Currently, KunQuant includes dozens of operators, ranging from basic arithmetic (add, subtract, multiply, divide) to statistical functions and linear regression. If you need to use a custom operator, you’ll need to modify KunQuant and add your own implementation. This document introduces the basics of how to do so.
Refer to the documentation here before proceeding: Operators.md
KunQuant is a lightweight compiler that converts user expressions into computation graphs, specifically Directed Acyclic Graphs (DAGs). Each node in the graph is an operator, which accepts 0 or more inputs and produces 0 or 1 outputs.
For example, the Add operator takes 2 inputs and produces 1 output.
From an implementation perspective, operators can be classified into:
-
Elementwise: Output depends only on inputs from the same stock at the same time. Most simple ops (add, subtract, pow, log) are of this type.
-
Rolling Windowed: Output depends on a sliding window of past inputs, e.g.
WindowedAvg,WindowedStddev. -
Fully Dependent: Output depends on all previous data points for the same stock. Some ops are technically not "fully dependent" but are grouped here for implementation ease.
-
Cross-Sectional: Output at a time
Tdepends on all stocks' values atT.
If the operator you want to implement can be composed from existing operators, you can inherit from CompositiveOp.
For example, the Clip operator limits values to ±eps:
class Clip(CompositiveOp):
'''
Elementwisely clip the input value `v` with a given positive constant `eps`:
Clip(v) = max(min(v, eps), -eps)
The output will be between [-eps, +eps]
'''
def __init__(self, v: OpBase, eps: float) -> None:
inputs = [v]
super().__init__(inputs, [("value", eps)])
def decompose(self) -> List[OpBase]:
eps = self.attrs["value"]
inp = self.inputs[0]
b = Builder(self.get_parent())
with b:
v0 = Min(inp, ConstantOp(eps))
out = Max(v0, ConstantOp(-eps))
return b.opsIn KunQuant, compile-time constants (like eps) are stored in the operator’s attrs. Compositive operators just need to implement a decompose() method to return a list of operators that replace the original one. KunQuant processes this type of operator by calling its decompose method, which breaks the operator down into a sequence of other operators.
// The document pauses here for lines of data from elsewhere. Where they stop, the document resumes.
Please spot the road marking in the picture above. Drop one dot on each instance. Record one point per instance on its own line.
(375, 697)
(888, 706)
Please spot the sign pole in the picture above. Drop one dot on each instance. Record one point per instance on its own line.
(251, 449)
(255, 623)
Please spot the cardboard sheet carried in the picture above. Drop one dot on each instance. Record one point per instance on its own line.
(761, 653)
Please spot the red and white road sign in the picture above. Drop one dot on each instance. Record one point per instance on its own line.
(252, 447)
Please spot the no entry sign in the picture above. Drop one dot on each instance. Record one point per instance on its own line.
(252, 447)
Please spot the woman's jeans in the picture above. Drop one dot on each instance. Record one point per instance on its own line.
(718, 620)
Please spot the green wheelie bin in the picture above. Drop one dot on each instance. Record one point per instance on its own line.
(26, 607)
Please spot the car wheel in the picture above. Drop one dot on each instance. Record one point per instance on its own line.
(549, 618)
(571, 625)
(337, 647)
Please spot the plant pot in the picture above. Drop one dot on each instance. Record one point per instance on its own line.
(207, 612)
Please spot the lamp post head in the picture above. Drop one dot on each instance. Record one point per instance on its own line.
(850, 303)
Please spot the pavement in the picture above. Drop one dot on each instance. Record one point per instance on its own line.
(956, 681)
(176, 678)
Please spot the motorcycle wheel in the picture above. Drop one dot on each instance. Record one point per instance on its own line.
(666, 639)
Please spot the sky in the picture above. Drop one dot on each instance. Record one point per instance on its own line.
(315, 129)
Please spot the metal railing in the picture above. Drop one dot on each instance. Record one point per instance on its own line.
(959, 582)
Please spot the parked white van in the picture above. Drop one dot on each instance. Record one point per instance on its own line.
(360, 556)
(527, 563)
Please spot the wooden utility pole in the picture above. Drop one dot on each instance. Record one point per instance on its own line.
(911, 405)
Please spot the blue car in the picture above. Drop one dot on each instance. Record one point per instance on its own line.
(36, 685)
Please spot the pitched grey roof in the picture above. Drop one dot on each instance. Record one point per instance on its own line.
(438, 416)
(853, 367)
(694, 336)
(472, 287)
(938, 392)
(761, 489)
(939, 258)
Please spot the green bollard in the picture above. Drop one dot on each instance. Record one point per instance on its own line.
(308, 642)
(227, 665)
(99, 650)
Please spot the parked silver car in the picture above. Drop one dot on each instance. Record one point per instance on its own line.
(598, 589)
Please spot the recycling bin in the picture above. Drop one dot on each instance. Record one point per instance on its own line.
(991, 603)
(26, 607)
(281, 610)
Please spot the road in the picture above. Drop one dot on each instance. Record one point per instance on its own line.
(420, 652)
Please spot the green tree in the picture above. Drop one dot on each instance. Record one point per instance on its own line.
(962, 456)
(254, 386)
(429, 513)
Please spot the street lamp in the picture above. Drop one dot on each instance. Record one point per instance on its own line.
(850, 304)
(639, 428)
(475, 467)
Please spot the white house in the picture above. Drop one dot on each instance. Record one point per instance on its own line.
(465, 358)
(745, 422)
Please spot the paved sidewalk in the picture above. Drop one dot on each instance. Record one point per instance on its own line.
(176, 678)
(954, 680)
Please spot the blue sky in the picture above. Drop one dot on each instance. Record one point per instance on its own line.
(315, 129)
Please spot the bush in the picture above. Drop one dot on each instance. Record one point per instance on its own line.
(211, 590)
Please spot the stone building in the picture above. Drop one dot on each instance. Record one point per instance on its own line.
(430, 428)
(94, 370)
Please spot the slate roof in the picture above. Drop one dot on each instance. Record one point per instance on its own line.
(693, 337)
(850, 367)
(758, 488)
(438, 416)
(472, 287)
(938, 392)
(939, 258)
The original operator's output is represented by the last operator in the list returned by decompose().
If an operator cannot be expressed via existing ones, you need to implement it natively and write C++ code. For example, Add:
Python definition in KunQuant/ops/ElewiseOp.py:
class Add(BinaryElementwiseOp):
passThis operator inherits from BinaryElementwiseOp, indicating that it is an elementwise operator with two inputs.
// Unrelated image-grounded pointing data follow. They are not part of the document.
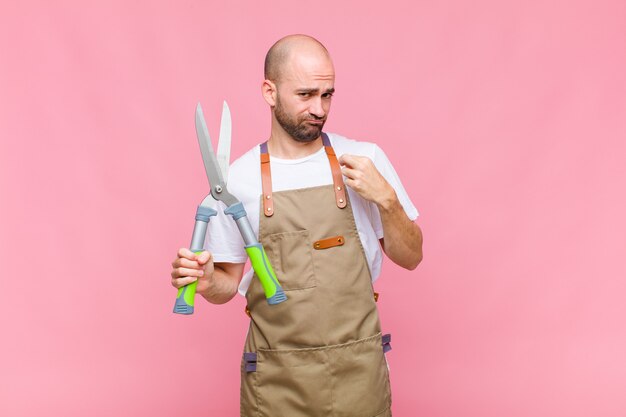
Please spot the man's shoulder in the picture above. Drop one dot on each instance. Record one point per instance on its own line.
(342, 145)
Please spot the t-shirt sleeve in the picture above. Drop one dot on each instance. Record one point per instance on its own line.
(384, 166)
(223, 239)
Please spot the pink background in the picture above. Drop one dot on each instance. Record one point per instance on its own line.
(505, 120)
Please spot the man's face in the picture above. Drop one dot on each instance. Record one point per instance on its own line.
(303, 98)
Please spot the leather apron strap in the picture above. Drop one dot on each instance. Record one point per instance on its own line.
(266, 177)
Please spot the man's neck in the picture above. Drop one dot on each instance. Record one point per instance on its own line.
(282, 145)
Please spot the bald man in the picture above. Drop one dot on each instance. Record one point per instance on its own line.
(325, 208)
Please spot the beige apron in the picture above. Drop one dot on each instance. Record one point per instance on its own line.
(320, 353)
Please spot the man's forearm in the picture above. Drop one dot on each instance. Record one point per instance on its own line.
(403, 238)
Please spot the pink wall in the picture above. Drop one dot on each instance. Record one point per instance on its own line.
(505, 121)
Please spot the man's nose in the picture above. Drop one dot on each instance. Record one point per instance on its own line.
(316, 109)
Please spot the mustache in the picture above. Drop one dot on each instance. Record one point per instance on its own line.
(314, 118)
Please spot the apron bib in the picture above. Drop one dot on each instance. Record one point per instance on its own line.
(320, 353)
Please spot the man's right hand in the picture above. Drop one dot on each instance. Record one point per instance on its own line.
(216, 283)
(189, 267)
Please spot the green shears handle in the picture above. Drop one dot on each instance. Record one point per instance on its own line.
(186, 295)
(263, 269)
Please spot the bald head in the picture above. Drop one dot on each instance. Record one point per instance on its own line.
(282, 52)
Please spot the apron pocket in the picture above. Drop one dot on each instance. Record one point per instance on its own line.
(291, 256)
(360, 378)
(346, 380)
(293, 383)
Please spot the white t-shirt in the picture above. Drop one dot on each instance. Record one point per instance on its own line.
(244, 182)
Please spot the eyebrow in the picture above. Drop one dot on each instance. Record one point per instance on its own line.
(314, 90)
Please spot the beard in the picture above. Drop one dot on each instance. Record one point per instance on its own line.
(297, 128)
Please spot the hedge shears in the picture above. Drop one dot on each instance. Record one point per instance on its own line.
(217, 172)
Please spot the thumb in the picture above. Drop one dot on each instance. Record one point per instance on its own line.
(204, 257)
If you want to implement a single-input operator like exp, you can inherit from UnaryElementwiseOp.
The actual implementation is in C++:
cpp/Kun/Ops.hpp.
This C++ header file implements a function named Add with the same name. Note that it must be written as a template.
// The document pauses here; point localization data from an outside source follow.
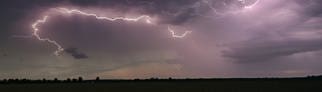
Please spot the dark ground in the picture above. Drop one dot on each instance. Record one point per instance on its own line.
(169, 85)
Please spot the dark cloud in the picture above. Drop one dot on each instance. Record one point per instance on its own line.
(75, 53)
(264, 50)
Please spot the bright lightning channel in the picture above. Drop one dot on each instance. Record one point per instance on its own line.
(36, 25)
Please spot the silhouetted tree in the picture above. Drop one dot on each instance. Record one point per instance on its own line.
(56, 80)
(97, 78)
(68, 80)
(74, 80)
(80, 79)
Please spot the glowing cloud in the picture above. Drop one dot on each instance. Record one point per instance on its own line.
(36, 25)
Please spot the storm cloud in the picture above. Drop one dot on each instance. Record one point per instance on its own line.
(273, 38)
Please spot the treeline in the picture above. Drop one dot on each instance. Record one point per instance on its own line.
(98, 80)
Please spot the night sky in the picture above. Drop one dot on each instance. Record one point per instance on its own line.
(229, 38)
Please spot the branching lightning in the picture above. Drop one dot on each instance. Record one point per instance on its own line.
(146, 18)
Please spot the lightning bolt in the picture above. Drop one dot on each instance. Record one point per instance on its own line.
(35, 26)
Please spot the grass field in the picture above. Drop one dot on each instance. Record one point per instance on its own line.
(197, 85)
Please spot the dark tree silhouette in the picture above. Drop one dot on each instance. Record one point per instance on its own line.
(80, 79)
(97, 78)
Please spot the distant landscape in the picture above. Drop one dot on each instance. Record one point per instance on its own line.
(299, 84)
The function takes SIMD vectors as input, representing N packed floats or doubles, where each value corresponds to a different stock at the same time.
The SIMD width N and the data type are determined by KunQuant’s compileit parameters.
template <typename T1, typename T2>
inline auto Add(T1 a, T2 b) -> decltype(kun_simd::operator+(a, b)) {
return kun_simd::operator+(a, b);
}KunQuant wraps SIMD intrinsics (AVX, AVX512) under the kun_simd namespace:
cpp/KunSIMD/cpu
Example: WindowedStddev
KunQuant/ops/CompOp.py. The code has been slightly simplified for easier understanding.
class WindowedStddev(WindowedCompositiveOp):
'''
Unbiased standard deviation of a rolling look back window, including the current newest data.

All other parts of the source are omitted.